The composers of the four works, in different ways, used the concept of time – the nature of time and our perceptions of it being the focus of much of Hawking’s work. The first, George Benjamin’s orchestration of Canon and
Fugue from Bach’s Art of Fugue, showcased the almost mathematical way in which the main theme can be, as conductor Oliver Zeffman put it, “heard against itself backwards, upside down, and against versions of itself going half and quarter speed; and (work) as a coherent musical experience.”
William Marsey’s Why Do You Grieve, commissioned for the concert, specifically refers to Hawking’s work as it imagines extreme gravitational forces acting on the music. At one point the music suggests atoms colliding, which Zeffman describes to me thus: “As objects fall towards a black hole,
extreme gravitational forces distort them, stretching them into a string one atom thick – an extraordinary process called ‘spaghettification’. Marsey
applies this process to music.”
Harrison Birtwistle’s typically eccentric Tragoedia involves players keeping their own separate timing in a piece of huge rhythmic complexity with multiple different time signatures, while Terry Riley’s 1964 composition In
C – the founding work of minimalism – has performers tackling 53 musical segments at whim, at their own pace, for as long as the conductor decides. “Ordered chaos – not unlike the concept of entropy used so frequently in theoretical physics,” Zeffman explains.

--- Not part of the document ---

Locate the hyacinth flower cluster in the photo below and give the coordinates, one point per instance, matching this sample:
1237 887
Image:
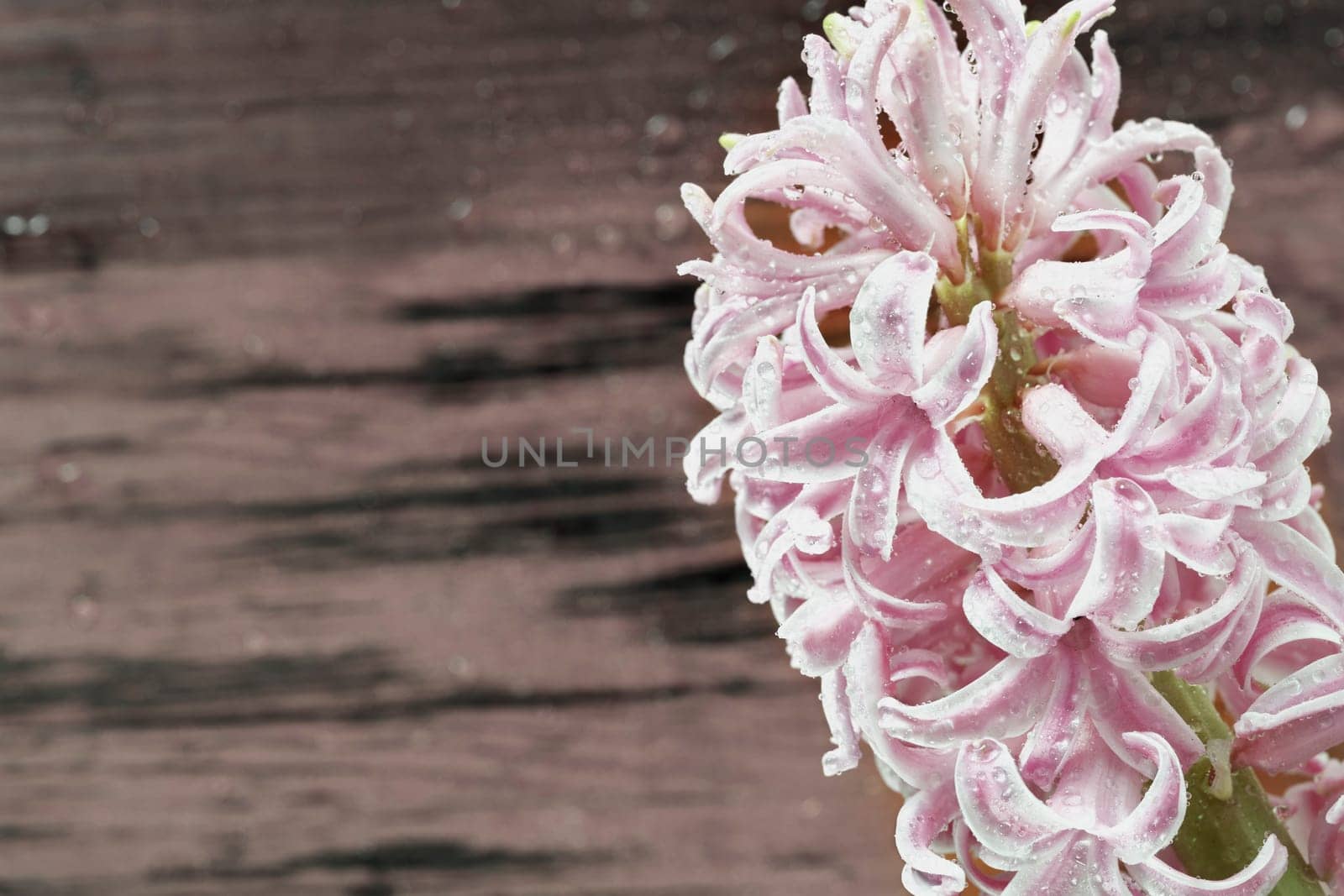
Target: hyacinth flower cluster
1038 516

Despite the preconception that maths and science are cold and logical, while music is all emotion, there’s clearly much interplay between music and the STEM curriculum.
Bach’s music is often described as mathematical for its intricate structures, regular rhythms and symmetry – making it a popular springboard for jazz improvisation. Scholars have examined the mathematical nature of Mozart’s music, including astrophysicist Mario Livio, who highlights numbers and
calculations he wrote in the margins of compositions. Music isn’t some random, mystical creativity. As Mozart’s rival, Antonio Salieri, says in Peter
Schaffer’s Amadeus: “Displace one note and there would be diminishment, displace one phrase and the structure would fall.” The mathematician Marcus de Sautoy noted that the” organic sense of growth found in the Fibonacci sequence of numbers” (1,2,3,5,8,13…) has been a framework for composers “from Bartok to Debussy”.
Einstein was a keen violinist. Citibank executive Jonathan Moulds, a Cambridge maths graduate, played in the National Youth Orchestra. Queen’s Brian May has a PhD in astrophysics.
The correlation has flaws – there’s no clear study showing that becoming good at one makes you good at the other. More likely, some skills overlap. Musicians, like mathematicians, deal with abstract structures, fractions, ratios and symmetry. Both require hard work and rigorous, repetitive learning. Musicians acquire the syntax and technique of music before they
can create; scientists need creativity to identify problems, form hypotheses
and test them.
Nature is full of maths, from the logarithmic spiral of a shell to honeycomb tessellation. Humans detect and create patterns. The ancient Greek philosopher-mathematician Pythagoras – dubbed “the father of harmony” – is credited with discovering the ratios of harmonious intervals.
Many intellectual disciplines work in harmony with each other, even with a piece of bonkers irreverence by Birtwistle. The question, then, isn’t why do they drink from a similar source, but why wouldn’t they?